De seguro, festejarán este triunfo con banquetes, con orgías y con
alguna que otra ejecución. Los sobrevivientes de esta batalla serán recibidos
con honores y se mofarán de nosotros. Nos mencionarán como “bestias”, como
“salvajes”, como “bárbaros” y nos negarán todo vestigio de humanidad, de la
misma forma que lo hacían cuando éramos sus esclavos. Porque esa es la verdad
de Roma y de toda nación que se funde en la esclavitud, negar la humanidad del
otro. Cada opresor se hace hombre volviendo al oprimido un monstruo,
transformándolo en casi una bestia. Las grandes obras de Roma, sus templos, sus
acueductos, su estúpido senado, su literatura tienen como fundamento la sangre
de millones. Cada uno de sus edificios representa el horror, el sufrimiento, la
muerte, la vejación de incontables mujeres y hombres.
Nosotros nos enfrentamos a Roma, nos enfrentamos a esa bestia gigantesca
cuyos tentáculos se expanden por el mundo entero succionando la carne, los
huesos y las almas de los pueblos. Proveníamos de la nada, desclasados de
distintas naciones, siendo la escoria de la escoria. No éramos nada, salvo
juguetes para su diversión. Nuestra sangre se vertía sobre la arena para
sacarlos, por unos instantes, de su soporífero tedio.

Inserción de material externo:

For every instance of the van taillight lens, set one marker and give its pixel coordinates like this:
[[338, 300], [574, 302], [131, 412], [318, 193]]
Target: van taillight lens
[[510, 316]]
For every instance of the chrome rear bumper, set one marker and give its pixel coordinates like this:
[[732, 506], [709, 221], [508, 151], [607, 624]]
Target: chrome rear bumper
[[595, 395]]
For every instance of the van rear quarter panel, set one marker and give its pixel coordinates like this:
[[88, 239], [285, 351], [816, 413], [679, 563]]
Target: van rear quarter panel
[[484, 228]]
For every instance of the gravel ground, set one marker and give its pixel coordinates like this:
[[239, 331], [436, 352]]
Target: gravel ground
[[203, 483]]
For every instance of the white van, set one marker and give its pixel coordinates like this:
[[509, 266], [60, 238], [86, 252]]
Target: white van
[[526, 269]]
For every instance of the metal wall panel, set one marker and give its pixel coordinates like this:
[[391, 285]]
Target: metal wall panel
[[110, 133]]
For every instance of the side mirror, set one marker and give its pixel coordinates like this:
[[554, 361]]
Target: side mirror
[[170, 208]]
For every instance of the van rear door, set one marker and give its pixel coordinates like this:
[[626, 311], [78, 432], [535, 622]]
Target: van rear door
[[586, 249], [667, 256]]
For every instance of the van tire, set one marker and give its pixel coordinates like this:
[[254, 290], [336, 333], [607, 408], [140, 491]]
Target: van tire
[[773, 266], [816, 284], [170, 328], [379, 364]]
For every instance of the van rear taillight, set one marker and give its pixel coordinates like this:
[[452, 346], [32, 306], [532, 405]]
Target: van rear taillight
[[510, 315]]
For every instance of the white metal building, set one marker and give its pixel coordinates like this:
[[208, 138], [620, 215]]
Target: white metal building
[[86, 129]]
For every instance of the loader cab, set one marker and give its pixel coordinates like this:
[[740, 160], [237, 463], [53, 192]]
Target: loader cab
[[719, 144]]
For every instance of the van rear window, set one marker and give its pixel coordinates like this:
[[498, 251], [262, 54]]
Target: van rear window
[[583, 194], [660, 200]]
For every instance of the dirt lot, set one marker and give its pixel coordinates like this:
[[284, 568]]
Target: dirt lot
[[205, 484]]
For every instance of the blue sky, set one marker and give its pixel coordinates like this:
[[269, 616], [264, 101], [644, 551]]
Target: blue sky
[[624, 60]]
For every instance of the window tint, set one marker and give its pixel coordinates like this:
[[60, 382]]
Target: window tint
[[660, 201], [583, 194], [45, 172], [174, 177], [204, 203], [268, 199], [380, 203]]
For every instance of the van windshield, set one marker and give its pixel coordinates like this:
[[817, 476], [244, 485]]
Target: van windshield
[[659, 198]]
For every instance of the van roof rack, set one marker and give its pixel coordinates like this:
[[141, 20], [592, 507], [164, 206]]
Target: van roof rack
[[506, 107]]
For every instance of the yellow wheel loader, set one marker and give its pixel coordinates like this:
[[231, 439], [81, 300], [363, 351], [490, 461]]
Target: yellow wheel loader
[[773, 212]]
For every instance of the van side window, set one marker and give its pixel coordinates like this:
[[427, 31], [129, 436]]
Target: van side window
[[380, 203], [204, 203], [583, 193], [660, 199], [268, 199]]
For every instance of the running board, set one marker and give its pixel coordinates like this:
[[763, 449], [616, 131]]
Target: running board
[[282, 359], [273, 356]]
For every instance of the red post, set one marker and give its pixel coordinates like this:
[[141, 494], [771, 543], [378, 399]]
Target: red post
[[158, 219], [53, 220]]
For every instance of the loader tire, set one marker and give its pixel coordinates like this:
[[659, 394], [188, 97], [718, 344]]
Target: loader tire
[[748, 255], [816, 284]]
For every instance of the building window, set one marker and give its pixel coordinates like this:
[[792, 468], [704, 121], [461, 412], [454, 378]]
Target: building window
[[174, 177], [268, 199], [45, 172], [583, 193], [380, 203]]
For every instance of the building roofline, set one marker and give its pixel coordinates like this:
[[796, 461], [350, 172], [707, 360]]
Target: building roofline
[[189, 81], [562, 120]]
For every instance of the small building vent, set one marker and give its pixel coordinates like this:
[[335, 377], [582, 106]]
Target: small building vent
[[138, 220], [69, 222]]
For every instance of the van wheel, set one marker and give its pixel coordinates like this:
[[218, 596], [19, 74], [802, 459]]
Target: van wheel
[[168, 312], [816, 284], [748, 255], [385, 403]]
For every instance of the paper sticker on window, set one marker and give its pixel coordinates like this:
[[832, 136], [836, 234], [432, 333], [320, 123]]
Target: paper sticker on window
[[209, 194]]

Sin embargo, decidimos hacernos
hombres, recobrar nuestra humanidad y, por ello, nos enfrentamos a nuestros
opresores. Por un momento, casi llegamos a torcer el mandato de los dioses,
pues, según los amos, son los dioses quienes dictaminan que ellos sean amos y
el resto esclavos. Al enfrentarnos a Roma, por lo tanto, nos enfrentamos a los
dioses y, durante un tiempo, llegamos a hacer temblar los cimientos de la
autoproclamada Ciudad Eterna. Roma tuvo miedo. Más de una vez, estuvimos a
punto de tomar el Cielo por asalto, de volver finito lo infinito. Sin embargo,
las disputas internas, la falta de cohesión, los errores, la lucha de
liderazgos, sin menoscabar, por supuesto, la supremacía bélica de nuestros
enemigos, se conjugaron para que fuéramos derrotados. Dimos una batalla más que
digna y, junto a nuestros cadáveres, se encuentran, ahora, muchos cuerpos
destrozados de romanos. Su sangre y la nuestra se entremezclan sobre la tierra
estéril que fue el campo de batalla. El sol cae, igual de lánguido e
indiferente, sobre la carne muerte de ambos bandos.
Con nuestra derrota se acaba un ciclo, eso es indudable. Sin embargo, en
este instante, tengo la esperanza de que tal vez comience otro ciclo; o,
probablemente, se trate de un mismo ciclo que se va haciendo en distintos
momentos. La Revolución quizá no sea un sueño eterno, sino una elección
perpetua que se despliega a través de los siglos, de los milenios, de eones que
trascienden la mismísima vida de los dioses.
Mientras exhalo mi alma veo un
astro pequeño, rojizo, de cinco puntas, brillar tenuemente a la izquierda del
sol. No sé porqué me despido del mundo con algo de paz.